Antes de comenzar la temporada de lluvias, en un mediodía nubes apelmazadas y calor agobiante, se presentó un grupo de galileos y me pidieron que los bautizase. Fueron descendiendo al río, hasta que quedó en la ribera solamente uno, al  que oí que llamaban Jesús. Al principio no vi en él nada que llamara particularmente mi atención y le señalé el lugar por el que podía descender más fácilmente al agua. Estábamos solos él y yo, los demás se habían marchado a recoger sus ropas junto a los álamos de la orilla. Lo miré sumergirse muy adentro del agua  y, al salir, vi que se quedaba quieto, orando con un recogimiento profundo. Tenía la expresión indefinible de estar escuchando algo que le colmaba de júbilo y todo en él irradiaba una serenidad que nunca había visto en nadie. Oraba inmóvil, como si nada de lo que ocurriese a su alrededor le afectara. Por fin, después de un largo rato y cuando ya diluviaba, lo vi salir lentamente del río, ponerse su túnica y alejarse en dirección al desierto.
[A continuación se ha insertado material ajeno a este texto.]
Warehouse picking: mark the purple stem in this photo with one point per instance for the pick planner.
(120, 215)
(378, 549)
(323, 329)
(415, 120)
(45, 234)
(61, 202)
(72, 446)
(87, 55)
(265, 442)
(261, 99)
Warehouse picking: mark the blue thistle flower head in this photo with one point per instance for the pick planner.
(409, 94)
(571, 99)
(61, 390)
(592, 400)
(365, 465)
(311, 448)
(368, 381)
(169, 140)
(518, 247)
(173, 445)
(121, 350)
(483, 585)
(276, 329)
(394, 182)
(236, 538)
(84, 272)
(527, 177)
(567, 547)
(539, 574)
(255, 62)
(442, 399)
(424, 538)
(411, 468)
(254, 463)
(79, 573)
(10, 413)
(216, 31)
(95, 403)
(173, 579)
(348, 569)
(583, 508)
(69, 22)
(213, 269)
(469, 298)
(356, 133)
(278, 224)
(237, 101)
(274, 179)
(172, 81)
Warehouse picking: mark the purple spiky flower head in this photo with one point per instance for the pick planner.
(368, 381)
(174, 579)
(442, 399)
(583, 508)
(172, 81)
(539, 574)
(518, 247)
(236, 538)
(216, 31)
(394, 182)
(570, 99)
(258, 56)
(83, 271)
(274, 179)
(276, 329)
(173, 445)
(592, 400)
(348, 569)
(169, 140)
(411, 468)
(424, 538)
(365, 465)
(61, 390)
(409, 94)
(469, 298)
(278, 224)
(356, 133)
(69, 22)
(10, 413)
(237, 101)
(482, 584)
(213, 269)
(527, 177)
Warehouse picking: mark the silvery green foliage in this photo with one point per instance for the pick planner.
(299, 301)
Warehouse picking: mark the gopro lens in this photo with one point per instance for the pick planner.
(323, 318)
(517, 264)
Pasé la noche entera sin conseguir conciliar el sueño y me ocurrieron cosas extrañas: textos que creía olvidados, o a los que nunca había prestado atención, se agolparon en mi corazón. Era como si hasta este momento sólo hubiera hablado de Dios como de oídas,  mientras que ahora Él comenzaba a mostrarme su rostro. Recordé el del galileo al que había visto orando en el río, la expresión de honda paz que irradiaba, y me pregunté si a él se le habría revelado el Dios que no es, como yo pensaba, sólo poder y exigencia, sino también ternura entrañable, amor sin condiciones como el de los padres.

Cuando amaneció, en los árboles de la orilla se oía el revuelo de los pájaros y el zurear de las palomas. Recordé las palabras del Cantar describiendo al novio: “Mi amado…Su cabeza es de oro, del más puro; sus rizos son racimos de palmera, negros como los cuervos,  sus ojos, dos palomas a la vera del agua” (Ct 5, 10-11)
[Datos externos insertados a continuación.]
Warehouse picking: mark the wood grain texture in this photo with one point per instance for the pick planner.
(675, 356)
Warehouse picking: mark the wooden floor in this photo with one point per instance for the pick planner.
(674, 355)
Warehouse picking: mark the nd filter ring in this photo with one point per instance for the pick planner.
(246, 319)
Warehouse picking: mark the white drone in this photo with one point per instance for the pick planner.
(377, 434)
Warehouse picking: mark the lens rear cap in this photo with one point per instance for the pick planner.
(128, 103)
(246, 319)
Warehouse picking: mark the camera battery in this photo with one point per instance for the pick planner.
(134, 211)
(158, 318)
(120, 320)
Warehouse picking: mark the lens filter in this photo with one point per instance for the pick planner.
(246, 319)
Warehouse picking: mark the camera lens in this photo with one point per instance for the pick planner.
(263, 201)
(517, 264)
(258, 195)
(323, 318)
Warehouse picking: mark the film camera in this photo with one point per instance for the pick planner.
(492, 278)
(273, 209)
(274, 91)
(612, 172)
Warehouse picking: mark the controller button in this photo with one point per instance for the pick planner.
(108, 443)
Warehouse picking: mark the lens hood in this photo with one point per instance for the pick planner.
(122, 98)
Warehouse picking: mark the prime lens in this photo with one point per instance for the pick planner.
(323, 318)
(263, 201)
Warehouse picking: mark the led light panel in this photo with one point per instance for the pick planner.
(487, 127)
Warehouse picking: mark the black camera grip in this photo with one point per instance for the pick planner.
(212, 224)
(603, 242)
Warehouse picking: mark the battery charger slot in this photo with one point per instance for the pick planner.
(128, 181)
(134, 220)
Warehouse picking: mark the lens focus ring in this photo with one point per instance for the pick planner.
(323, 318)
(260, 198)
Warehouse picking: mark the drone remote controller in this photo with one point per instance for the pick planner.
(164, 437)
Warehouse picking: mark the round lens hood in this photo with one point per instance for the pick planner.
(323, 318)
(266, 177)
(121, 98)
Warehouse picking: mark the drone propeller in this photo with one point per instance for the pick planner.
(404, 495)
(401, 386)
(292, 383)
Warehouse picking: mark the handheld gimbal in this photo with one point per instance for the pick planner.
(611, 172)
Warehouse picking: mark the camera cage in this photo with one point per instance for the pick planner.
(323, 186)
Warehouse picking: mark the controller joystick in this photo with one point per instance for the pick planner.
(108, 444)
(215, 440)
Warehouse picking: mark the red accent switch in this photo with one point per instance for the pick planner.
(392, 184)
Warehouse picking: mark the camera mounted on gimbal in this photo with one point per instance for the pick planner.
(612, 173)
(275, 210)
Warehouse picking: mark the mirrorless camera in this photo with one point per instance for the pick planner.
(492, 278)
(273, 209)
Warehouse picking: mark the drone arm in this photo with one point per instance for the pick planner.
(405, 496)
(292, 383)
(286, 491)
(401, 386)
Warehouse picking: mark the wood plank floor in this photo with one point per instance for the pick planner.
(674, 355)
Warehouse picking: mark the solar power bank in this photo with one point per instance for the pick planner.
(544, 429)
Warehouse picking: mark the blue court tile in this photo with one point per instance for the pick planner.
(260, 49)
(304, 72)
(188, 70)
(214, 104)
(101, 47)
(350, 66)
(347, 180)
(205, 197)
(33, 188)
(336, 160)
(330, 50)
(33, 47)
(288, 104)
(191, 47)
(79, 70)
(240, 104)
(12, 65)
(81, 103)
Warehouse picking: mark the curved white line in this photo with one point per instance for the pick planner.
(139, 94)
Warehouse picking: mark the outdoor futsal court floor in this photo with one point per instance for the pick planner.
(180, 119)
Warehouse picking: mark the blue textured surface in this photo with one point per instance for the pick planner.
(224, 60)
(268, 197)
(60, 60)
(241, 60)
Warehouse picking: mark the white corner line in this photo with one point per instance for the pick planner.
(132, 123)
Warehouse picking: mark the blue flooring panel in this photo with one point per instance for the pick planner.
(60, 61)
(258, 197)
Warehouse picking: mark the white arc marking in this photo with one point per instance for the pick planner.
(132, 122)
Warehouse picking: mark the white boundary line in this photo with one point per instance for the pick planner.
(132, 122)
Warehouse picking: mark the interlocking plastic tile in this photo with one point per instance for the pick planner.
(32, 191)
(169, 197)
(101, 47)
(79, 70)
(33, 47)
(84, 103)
Me di cuenta sorprendido de que, al hablar del Mesías, siempre lo había hecho con imágenes poderosas como la del águila, o de fuerza avasalladora como la del león,  mientras que ahora lo que me hacía pensar en él era el vuelo sosegado de las palomas.

Miré a lo lejos, en la dirección en la que le había visto marcharse y supe que lo que estábamos esperando, había comenzado ya.